In a service-oriented industry, these are bound to exist. And when a customer starts making demands in a highly competitive market, many service providers bend themselves to their whims and fancies.

These include unrealistic delivery timelines, unusual packing systems, unwarranted attention, irregular followup calls, impossible finishings, and unremovable stains. Agrawal says, “In the service industry, it is very important to say ‘no’ whenever it’s not practical, and better to refuse such orders beforehand.”

Unethical price wars

According to Reddy, most consumers in both the hospitality and hospital segments don’t know the standard costing of the laundering process, which paves the way for competitive underbidding. “If we are trying to give standard quality at an economical price, someone else comes in with an unethical price which makes the consumer think that they are probably overspending on us. They pick him; over time, he fails to serve them, but we have already lost the client by then.”

Amateurs in the business tend to quote very low rates, thinking they can make a profit; later on, they resort to substandard means to cut costs, which reduces quality. Eventually, it is the end-user (hospital or hotel management) which has to invest in new linen. This problem is the most in the B2B segment; in B2C, the consumer generally sticks to one reliable vendor.

A good laundry will offer the lowest possible price for a certain quality standard and will pass on discounts to customers; once they secure a certain client base, quality and not price becomes the trump card.

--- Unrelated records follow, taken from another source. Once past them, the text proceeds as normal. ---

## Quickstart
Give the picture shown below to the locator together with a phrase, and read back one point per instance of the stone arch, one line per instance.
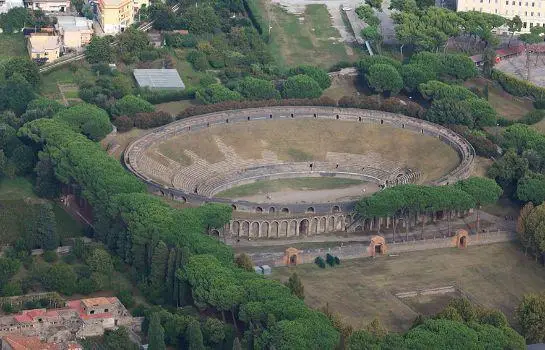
(292, 231)
(323, 225)
(273, 232)
(283, 229)
(235, 228)
(331, 224)
(304, 227)
(245, 231)
(264, 232)
(254, 229)
(377, 246)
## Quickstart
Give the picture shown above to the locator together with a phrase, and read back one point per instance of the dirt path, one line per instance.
(314, 196)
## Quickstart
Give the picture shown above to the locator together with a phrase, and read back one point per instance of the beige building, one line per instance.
(49, 5)
(44, 46)
(115, 15)
(75, 32)
(531, 12)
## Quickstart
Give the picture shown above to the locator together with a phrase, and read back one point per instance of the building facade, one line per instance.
(531, 12)
(115, 15)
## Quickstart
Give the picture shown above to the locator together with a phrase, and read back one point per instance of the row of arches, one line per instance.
(289, 227)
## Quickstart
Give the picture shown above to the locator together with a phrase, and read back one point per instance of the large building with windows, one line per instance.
(531, 12)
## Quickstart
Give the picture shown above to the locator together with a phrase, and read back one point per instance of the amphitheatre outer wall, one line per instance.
(135, 152)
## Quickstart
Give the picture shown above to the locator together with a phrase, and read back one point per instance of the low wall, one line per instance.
(357, 251)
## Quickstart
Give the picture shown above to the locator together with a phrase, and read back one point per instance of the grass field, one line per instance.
(507, 106)
(304, 183)
(16, 200)
(301, 140)
(12, 45)
(306, 38)
(495, 276)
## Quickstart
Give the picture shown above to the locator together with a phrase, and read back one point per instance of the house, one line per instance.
(42, 46)
(115, 15)
(75, 32)
(78, 319)
(48, 5)
(158, 79)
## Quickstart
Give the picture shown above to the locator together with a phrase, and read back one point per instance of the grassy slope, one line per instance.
(495, 276)
(16, 198)
(309, 183)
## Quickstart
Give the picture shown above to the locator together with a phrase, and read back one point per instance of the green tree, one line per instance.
(301, 86)
(46, 227)
(25, 67)
(88, 119)
(100, 261)
(99, 50)
(15, 19)
(156, 333)
(531, 317)
(130, 105)
(514, 25)
(296, 286)
(384, 78)
(194, 336)
(216, 93)
(257, 89)
(244, 261)
(202, 19)
(118, 339)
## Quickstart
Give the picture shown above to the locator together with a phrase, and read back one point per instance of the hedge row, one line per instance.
(518, 87)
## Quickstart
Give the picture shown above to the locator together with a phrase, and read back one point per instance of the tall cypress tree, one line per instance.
(156, 333)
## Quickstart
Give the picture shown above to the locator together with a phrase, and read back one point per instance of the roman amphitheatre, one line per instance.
(294, 162)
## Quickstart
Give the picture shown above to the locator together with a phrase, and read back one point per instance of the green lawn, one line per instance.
(16, 202)
(12, 45)
(308, 38)
(304, 183)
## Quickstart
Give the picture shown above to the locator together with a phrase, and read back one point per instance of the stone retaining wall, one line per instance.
(136, 150)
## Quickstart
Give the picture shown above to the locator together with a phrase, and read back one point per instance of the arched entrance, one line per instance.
(303, 227)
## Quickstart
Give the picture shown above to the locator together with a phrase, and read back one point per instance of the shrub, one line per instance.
(301, 86)
(320, 262)
(318, 74)
(50, 256)
(151, 120)
(533, 117)
(123, 123)
(330, 259)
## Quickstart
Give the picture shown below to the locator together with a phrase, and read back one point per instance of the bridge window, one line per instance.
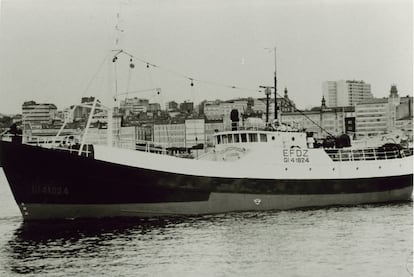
(253, 137)
(236, 138)
(230, 138)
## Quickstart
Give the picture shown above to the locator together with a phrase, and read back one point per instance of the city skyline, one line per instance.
(52, 54)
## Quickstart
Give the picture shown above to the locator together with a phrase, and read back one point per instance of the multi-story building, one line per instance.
(381, 115)
(194, 132)
(34, 115)
(345, 93)
(154, 107)
(372, 117)
(134, 105)
(187, 107)
(170, 135)
(211, 127)
(212, 110)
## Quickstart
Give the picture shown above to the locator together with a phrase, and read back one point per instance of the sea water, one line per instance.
(366, 240)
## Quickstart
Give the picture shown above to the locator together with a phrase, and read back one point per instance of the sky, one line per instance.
(56, 51)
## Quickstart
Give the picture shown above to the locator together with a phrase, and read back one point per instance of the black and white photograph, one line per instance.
(206, 138)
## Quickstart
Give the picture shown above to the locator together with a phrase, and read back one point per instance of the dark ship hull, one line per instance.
(54, 184)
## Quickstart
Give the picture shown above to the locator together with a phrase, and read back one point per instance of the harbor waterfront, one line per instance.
(366, 240)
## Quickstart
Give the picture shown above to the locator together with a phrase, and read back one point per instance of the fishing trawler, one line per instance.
(272, 168)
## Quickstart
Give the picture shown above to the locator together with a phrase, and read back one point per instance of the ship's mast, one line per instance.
(275, 88)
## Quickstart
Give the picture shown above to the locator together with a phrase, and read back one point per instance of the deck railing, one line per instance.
(367, 154)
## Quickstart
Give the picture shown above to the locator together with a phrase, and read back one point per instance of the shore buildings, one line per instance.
(344, 93)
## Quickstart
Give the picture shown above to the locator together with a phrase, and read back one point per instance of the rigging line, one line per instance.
(302, 113)
(116, 81)
(184, 75)
(128, 81)
(95, 74)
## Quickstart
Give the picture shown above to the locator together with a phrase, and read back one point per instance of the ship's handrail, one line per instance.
(367, 154)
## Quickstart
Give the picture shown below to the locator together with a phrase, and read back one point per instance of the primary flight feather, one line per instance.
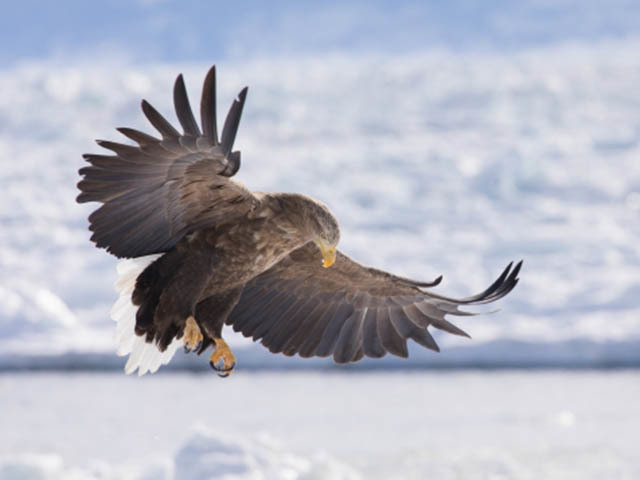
(204, 251)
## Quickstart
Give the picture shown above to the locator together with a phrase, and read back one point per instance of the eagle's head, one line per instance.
(326, 233)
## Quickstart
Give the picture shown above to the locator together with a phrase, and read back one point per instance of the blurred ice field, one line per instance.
(466, 136)
(434, 163)
(451, 425)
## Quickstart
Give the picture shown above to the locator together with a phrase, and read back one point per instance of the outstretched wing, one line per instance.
(348, 310)
(155, 193)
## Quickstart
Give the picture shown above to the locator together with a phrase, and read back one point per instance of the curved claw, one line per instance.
(223, 371)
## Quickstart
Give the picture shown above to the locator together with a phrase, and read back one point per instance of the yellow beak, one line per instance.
(328, 256)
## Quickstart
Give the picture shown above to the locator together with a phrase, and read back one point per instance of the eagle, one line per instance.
(201, 251)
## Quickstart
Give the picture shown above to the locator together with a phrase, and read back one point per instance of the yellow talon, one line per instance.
(224, 353)
(192, 334)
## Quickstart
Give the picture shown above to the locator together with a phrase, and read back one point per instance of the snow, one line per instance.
(303, 426)
(438, 157)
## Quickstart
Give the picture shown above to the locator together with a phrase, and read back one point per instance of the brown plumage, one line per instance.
(248, 259)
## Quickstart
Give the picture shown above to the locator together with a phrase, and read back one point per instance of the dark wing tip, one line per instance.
(208, 106)
(183, 108)
(231, 123)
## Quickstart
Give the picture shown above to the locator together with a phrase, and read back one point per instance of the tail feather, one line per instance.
(144, 357)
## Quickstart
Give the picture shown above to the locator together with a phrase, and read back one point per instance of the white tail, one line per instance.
(142, 355)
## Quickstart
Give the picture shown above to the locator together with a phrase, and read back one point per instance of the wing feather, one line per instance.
(156, 192)
(349, 311)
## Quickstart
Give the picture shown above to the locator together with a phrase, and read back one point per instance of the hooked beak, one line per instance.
(328, 255)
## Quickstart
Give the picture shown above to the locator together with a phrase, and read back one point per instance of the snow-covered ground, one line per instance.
(434, 163)
(381, 425)
(437, 157)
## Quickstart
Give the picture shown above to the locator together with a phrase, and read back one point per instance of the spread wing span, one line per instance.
(156, 192)
(348, 310)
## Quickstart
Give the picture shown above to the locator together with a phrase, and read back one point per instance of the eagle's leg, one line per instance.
(222, 359)
(211, 314)
(192, 336)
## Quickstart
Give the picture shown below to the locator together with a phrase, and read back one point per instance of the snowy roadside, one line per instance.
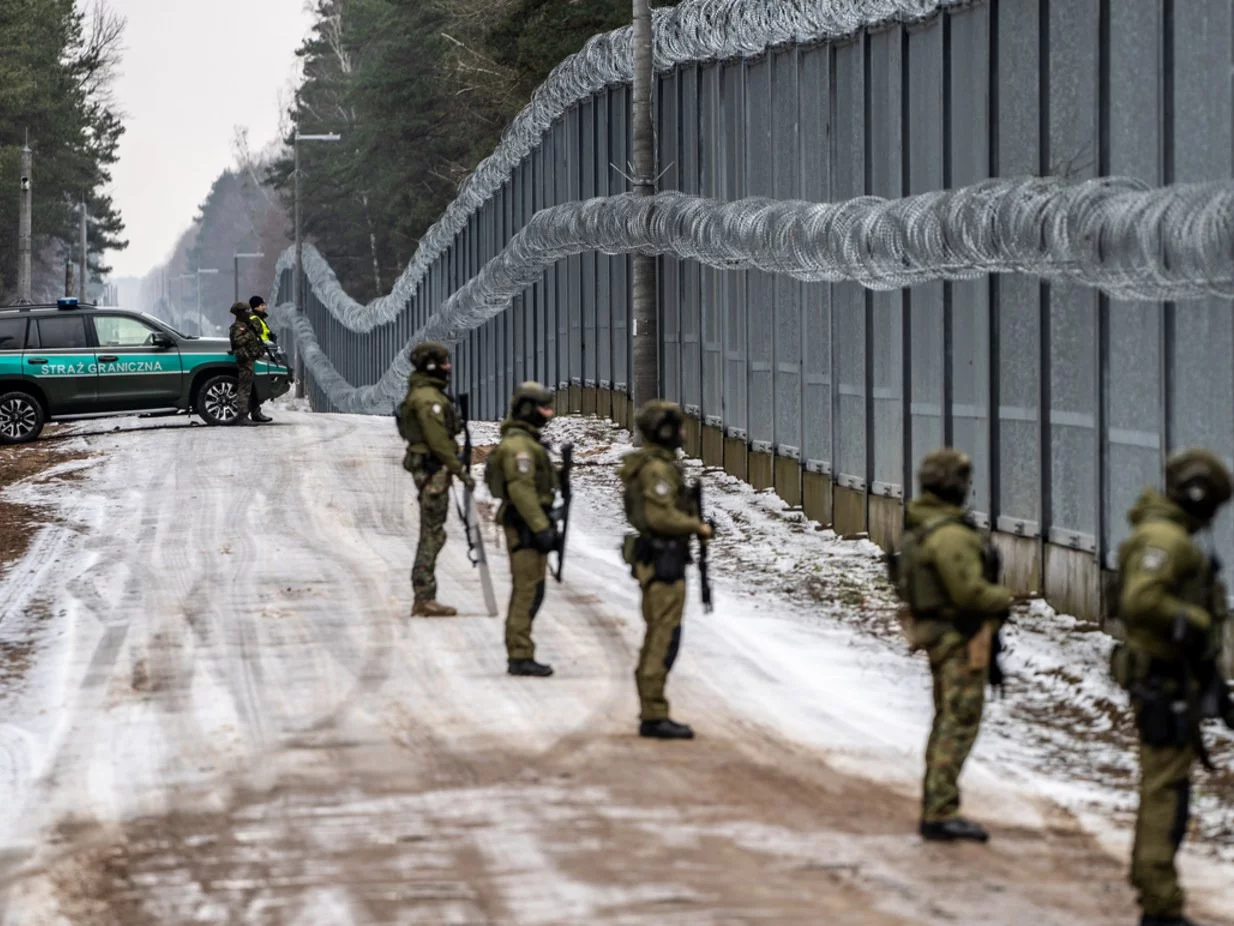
(1063, 730)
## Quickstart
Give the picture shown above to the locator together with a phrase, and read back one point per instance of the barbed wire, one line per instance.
(1114, 233)
(692, 31)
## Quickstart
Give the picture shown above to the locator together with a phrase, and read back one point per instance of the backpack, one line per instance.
(906, 573)
(495, 475)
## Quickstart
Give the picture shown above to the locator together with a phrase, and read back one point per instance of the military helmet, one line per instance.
(1198, 482)
(947, 473)
(430, 356)
(660, 422)
(527, 400)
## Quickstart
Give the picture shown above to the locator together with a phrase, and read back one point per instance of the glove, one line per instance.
(997, 679)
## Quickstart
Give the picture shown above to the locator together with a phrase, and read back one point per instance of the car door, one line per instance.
(59, 357)
(135, 372)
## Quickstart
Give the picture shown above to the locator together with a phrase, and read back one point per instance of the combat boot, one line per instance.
(953, 830)
(428, 608)
(664, 730)
(530, 667)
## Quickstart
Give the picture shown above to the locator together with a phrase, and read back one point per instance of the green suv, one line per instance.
(72, 361)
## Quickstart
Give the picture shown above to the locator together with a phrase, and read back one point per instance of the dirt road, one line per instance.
(228, 719)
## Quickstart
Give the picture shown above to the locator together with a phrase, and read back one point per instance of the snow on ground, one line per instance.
(1063, 726)
(227, 716)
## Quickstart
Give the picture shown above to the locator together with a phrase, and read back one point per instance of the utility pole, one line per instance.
(236, 259)
(84, 274)
(201, 327)
(296, 287)
(24, 227)
(645, 361)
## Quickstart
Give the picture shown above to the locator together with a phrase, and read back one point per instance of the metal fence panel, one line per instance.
(620, 124)
(1019, 303)
(588, 267)
(815, 94)
(669, 157)
(1202, 404)
(690, 271)
(924, 153)
(733, 121)
(786, 161)
(760, 287)
(604, 348)
(886, 336)
(969, 66)
(712, 280)
(849, 329)
(1072, 116)
(1133, 361)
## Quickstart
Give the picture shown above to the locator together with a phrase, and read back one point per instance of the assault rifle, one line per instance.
(696, 492)
(560, 513)
(470, 521)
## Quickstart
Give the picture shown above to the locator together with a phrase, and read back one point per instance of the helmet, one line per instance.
(527, 401)
(660, 422)
(430, 356)
(1197, 482)
(947, 473)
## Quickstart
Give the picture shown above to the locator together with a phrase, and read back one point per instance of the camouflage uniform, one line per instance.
(527, 482)
(428, 420)
(1174, 608)
(955, 613)
(247, 347)
(659, 508)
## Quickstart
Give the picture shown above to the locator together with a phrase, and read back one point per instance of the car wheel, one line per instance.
(216, 400)
(21, 417)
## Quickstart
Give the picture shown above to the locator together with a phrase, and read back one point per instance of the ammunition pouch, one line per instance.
(1161, 716)
(526, 537)
(668, 556)
(422, 466)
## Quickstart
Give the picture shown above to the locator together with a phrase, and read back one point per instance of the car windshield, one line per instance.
(169, 327)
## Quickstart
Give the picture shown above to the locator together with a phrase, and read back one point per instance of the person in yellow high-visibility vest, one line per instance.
(257, 321)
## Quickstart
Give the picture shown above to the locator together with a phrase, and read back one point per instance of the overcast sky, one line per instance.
(193, 72)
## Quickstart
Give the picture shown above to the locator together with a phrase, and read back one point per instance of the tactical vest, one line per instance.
(632, 495)
(916, 580)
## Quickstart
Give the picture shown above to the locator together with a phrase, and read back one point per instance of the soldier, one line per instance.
(944, 575)
(247, 347)
(659, 506)
(521, 474)
(428, 421)
(257, 319)
(1174, 608)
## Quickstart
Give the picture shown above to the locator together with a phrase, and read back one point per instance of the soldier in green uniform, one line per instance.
(1174, 608)
(947, 578)
(247, 347)
(660, 509)
(428, 421)
(521, 474)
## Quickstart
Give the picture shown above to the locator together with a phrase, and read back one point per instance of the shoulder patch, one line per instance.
(1153, 559)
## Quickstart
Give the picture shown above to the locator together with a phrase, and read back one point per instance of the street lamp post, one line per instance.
(236, 259)
(201, 327)
(296, 287)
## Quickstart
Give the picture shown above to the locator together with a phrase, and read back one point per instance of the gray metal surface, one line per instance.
(1068, 374)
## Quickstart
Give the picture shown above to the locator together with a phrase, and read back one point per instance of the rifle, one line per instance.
(470, 521)
(560, 513)
(705, 580)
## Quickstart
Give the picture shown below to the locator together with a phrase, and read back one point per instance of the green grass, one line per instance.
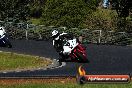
(12, 61)
(69, 85)
(35, 21)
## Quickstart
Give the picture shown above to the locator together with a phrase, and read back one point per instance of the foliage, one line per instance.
(69, 13)
(101, 19)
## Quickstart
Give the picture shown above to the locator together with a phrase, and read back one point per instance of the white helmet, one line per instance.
(54, 33)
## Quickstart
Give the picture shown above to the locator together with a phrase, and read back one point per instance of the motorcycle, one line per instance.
(4, 41)
(74, 49)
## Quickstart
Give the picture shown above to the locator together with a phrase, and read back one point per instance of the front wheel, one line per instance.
(7, 42)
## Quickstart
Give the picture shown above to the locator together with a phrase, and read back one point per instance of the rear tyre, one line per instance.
(7, 42)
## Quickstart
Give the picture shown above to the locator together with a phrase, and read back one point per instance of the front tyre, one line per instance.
(7, 42)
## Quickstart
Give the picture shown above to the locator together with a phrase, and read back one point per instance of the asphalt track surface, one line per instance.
(104, 59)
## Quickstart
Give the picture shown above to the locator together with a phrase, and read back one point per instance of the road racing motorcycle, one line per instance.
(72, 49)
(4, 41)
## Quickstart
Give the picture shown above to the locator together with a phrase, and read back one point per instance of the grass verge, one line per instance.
(13, 61)
(55, 83)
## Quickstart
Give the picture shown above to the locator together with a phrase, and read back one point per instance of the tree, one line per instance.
(69, 13)
(15, 9)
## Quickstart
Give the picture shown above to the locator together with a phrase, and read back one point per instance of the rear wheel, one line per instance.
(7, 42)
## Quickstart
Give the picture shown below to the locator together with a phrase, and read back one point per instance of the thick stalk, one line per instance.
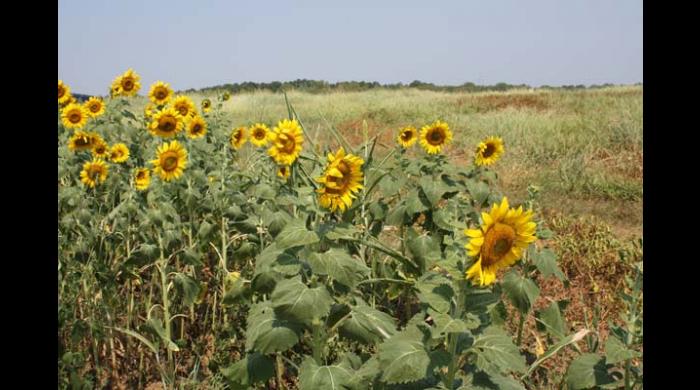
(162, 267)
(279, 371)
(520, 329)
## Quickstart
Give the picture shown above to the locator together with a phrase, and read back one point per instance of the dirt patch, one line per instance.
(486, 103)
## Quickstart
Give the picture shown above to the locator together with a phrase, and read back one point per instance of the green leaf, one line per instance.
(368, 325)
(570, 339)
(188, 286)
(275, 259)
(313, 376)
(295, 234)
(155, 326)
(264, 191)
(403, 358)
(616, 351)
(414, 203)
(551, 321)
(204, 229)
(253, 368)
(588, 370)
(546, 262)
(424, 248)
(339, 265)
(292, 299)
(366, 374)
(266, 333)
(444, 324)
(435, 290)
(494, 349)
(433, 189)
(521, 290)
(479, 191)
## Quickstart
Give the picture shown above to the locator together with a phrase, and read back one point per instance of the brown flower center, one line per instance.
(498, 241)
(489, 151)
(167, 124)
(436, 137)
(128, 84)
(169, 163)
(161, 93)
(75, 117)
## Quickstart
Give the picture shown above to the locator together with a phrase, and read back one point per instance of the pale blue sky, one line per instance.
(194, 44)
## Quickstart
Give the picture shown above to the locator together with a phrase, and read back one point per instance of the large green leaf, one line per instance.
(433, 189)
(295, 234)
(616, 351)
(588, 370)
(253, 368)
(495, 350)
(415, 203)
(275, 259)
(188, 286)
(335, 377)
(292, 299)
(521, 290)
(435, 290)
(425, 248)
(551, 320)
(266, 333)
(368, 325)
(396, 216)
(444, 324)
(339, 265)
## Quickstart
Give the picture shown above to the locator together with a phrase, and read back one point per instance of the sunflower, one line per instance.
(100, 149)
(504, 234)
(149, 109)
(127, 84)
(142, 178)
(206, 105)
(407, 136)
(119, 153)
(74, 116)
(80, 140)
(184, 106)
(238, 137)
(341, 180)
(433, 137)
(489, 151)
(166, 123)
(116, 88)
(171, 161)
(63, 93)
(259, 134)
(286, 142)
(283, 171)
(94, 172)
(94, 107)
(196, 127)
(160, 93)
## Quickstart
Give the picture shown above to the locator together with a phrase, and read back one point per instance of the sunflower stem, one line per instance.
(520, 328)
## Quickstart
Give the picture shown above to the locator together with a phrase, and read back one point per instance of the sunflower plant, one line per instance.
(260, 256)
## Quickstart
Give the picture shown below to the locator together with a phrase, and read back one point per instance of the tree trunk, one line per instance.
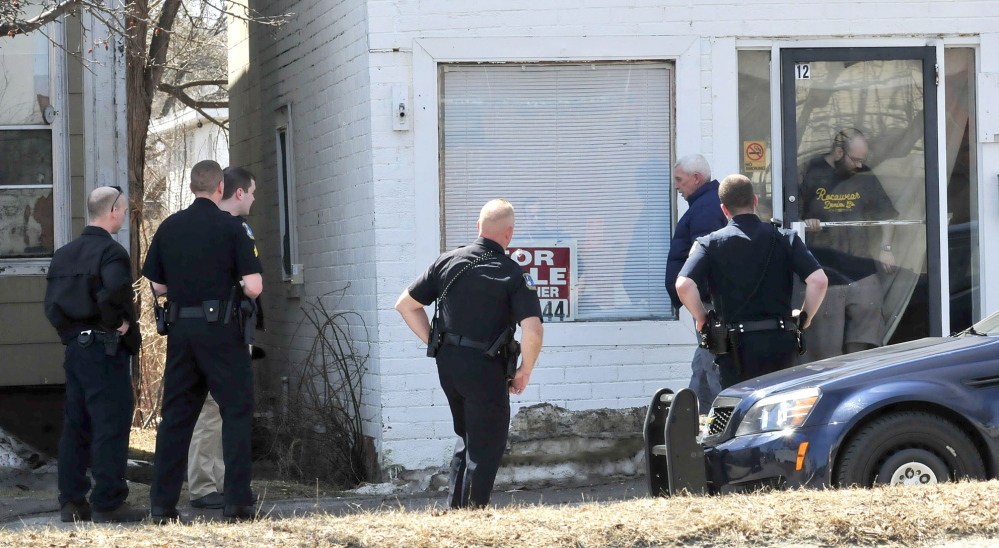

Dealing with customers who expect one to match the unviable, low rates of a competitor can be tough, but isn’t impossible. As long as one is confident about the quality one intends to deliver and can consistently deliver it, the customer will realise that he is getting value for his money. Owners should take the time to explain to customers that ‘cheap cannot be best and the best cannot be cheap’.

Singh, however, underlines the bare truth: when owners don’t succumb to a customer’s bargaining, they do lose some customers.

Retaining customers

Khadeer compares customer loyalty to a narrow thread; the slightest damage can ruin it forever. When a fabric is damaged, he encourages owners to inform customers proactively rather than them finding out later on their own. And when determining compensation, think from a consumer’s perspective; remember that no one has bills to prove the cost of the cloth. In his experience, 60-65% customers are repeat clients.

Agrawal says, “Customers burn their fingers with shortterm entrepreneurs or unethically operated or short-cut operators and come back to quality providers like us. A majority of our customers are retained”.

Predicted trends

The outlook of everyone at TLDA is very positive. “In the coming years” said Moogala, “The laundry industry is going to thrive but the players who are committed to quality will remain while others will perish. The time has come when instead of just giving expensive clothes for dry cleaning, daily wear is now given too. The mind-set is changing; customers are more informed and are demanding steam ironing”.

Khadeer predicts that in the next 2-3 years, the investment required in technology will deter fly-by-night operators and attract only serious people. In his opinion, “Outsourcing will double, automation will increase and many promotions will be offered.”

His last words are hopeful: “Dry cleaning and laundry is a long-term business, scalable and growth-oriented. This is a sunrise industry, with no dearth of opportunity or profits.”